Column

I nominate Toller Cranston for Miss World Canada

Barbara Amiel October 13 1980
Column

I nominate Toller Cranston for Miss World Canada

Barbara Amiel October 13 1980

I nominate Toller Cranston for Miss World Canada

Column

Barbara Amiel

When the telephone rang in August and a voice asked me to be a judge in the Miss World Canada Pageant, my heart quivered. Among my many intellectual lapses is a weakness for watching beauty contests. There is for me a musical quality about the entire proceeding—the melody of whispering voices hesitantly giving audiences little thoughts about world peace from lip-glossed mouths perched on glowing bodies, all sunstreaked and swaying. It’s so deliciously vulgar. Still, the contest presented problems since it required a two-day stay in Ottawa.

The voice on the phone purred: “We need you for so long because we want you to receive a Distinguished Canadian Award on our televised pageant.”

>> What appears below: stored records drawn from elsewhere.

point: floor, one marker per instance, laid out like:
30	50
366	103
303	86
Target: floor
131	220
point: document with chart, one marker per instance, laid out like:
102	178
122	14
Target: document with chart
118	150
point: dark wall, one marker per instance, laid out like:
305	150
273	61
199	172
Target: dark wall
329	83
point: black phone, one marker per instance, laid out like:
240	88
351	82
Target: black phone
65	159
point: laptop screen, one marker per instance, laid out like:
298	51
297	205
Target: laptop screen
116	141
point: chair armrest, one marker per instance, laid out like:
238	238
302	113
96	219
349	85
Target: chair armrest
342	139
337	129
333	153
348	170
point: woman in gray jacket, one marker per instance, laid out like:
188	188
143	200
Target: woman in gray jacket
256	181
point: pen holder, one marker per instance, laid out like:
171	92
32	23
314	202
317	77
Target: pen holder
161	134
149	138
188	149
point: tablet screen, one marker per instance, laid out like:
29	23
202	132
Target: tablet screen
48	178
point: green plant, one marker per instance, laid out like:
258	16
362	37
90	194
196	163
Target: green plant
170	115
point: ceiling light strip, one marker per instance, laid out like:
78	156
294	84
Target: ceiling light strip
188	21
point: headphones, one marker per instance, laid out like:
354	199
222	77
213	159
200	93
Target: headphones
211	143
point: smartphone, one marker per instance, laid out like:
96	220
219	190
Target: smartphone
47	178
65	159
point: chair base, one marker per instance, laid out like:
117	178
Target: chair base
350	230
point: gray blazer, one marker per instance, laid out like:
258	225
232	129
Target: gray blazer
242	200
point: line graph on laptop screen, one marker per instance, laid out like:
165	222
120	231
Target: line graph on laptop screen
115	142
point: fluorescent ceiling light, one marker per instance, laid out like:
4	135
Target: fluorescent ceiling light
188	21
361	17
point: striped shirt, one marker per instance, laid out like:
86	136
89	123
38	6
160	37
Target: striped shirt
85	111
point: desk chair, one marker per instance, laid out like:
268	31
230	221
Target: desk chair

I was modest. It was, I said, unnecessary to give me an award but I would be a judge. Modesty undid me. Distinguished Canadian Awards are here today, gone tomorrow. By the time I showed up in Ottawa mine had gone, never to be mentioned again.

During the contest, many things were here today, gone tomorrow. Actor Leslie Nielsen, who was getting a Distinguished Canadian Award, was supposed to be a judge until he looked at the printed programs and discovered he was a substitute for Christopher Plummer who couldn’t make it. Nielsen’s opinion of this bit of understudying was revealed in his subsequent use of a device from Los Angeles which, when squeezed, imitates the sound of that alimentary canal process known colloquially as “breaking wind.” Madame Benoit was also down in the program along with ex-ambassador Ken Taylor. Madame B. was nowhere to be seen, and Taylor decided not to be a judge but only to accept his (my) DCA. When I looked at the program I discovered that I was a last-minute substitution for Toronto fashion designer Linda Lundstrom who was edged out because Ottawa haute couturier Richard Robinson had simply screamed when he heard

there was another designer on the rostrum. I didn’t mind being a sub for the talented Miss Lundstrom, but all things considered I would have preferred to be a substitute for Madame Benoit. Or even Christopher Plummer.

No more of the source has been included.